Quelles sont les prochaines étapes pour SurgeCare ?

B.G : Notre pre­mière étude clin­ique, en parte­nar­i­at avec l’hôpital Foch et AP-HP a démar­ré il y a qua­tre mois. Elle vise à tester notre solu­tion sur 240 patients, dont une cen­taine sont déjà inclus, et opti­miser notre pre­mier pro­duit Pre­Cyte qui prédit le risque d’infection postopéra­toire. Nous avons aus­si réal­isé un pre­mier tour de finance­ment pour un total de 2,5 mil­lions d’euros à l’été 2022 et nous pré­parons actuelle­ment la prochaine lev­ée de fonds.
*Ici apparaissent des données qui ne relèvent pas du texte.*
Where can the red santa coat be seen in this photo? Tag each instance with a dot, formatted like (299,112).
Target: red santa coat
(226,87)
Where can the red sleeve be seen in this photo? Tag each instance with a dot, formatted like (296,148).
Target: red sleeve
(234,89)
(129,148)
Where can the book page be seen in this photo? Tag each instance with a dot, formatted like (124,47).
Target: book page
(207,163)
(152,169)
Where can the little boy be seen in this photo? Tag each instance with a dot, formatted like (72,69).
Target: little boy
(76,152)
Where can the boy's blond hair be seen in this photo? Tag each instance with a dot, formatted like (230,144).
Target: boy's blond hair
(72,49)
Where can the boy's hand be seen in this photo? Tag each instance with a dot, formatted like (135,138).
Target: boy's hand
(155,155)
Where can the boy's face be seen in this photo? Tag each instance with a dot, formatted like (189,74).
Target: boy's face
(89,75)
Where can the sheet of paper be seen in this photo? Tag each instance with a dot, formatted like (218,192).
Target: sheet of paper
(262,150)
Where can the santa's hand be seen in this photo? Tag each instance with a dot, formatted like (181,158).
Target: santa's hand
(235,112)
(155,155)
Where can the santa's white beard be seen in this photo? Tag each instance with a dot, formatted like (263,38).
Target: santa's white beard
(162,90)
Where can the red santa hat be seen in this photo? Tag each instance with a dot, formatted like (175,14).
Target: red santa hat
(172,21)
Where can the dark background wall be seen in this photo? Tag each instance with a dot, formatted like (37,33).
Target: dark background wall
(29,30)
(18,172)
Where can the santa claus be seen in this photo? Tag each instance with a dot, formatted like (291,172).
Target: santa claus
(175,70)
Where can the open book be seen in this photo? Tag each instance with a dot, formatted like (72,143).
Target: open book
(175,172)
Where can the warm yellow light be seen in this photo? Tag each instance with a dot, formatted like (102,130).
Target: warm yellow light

Notre objec­tif est de pour­suiv­re la recherche et le développe­ment sci­en­tifique afin d’étendre notre capac­ité à décrypter le sys­tème immu­ni­taire à d’autres types de com­pli­ca­tion. À court terme, Surge­Care compte s’attaquer au prob­lème des com­pli­ca­tions de grossesse telles que la pré­ma­tu­rité et la prééclampsie.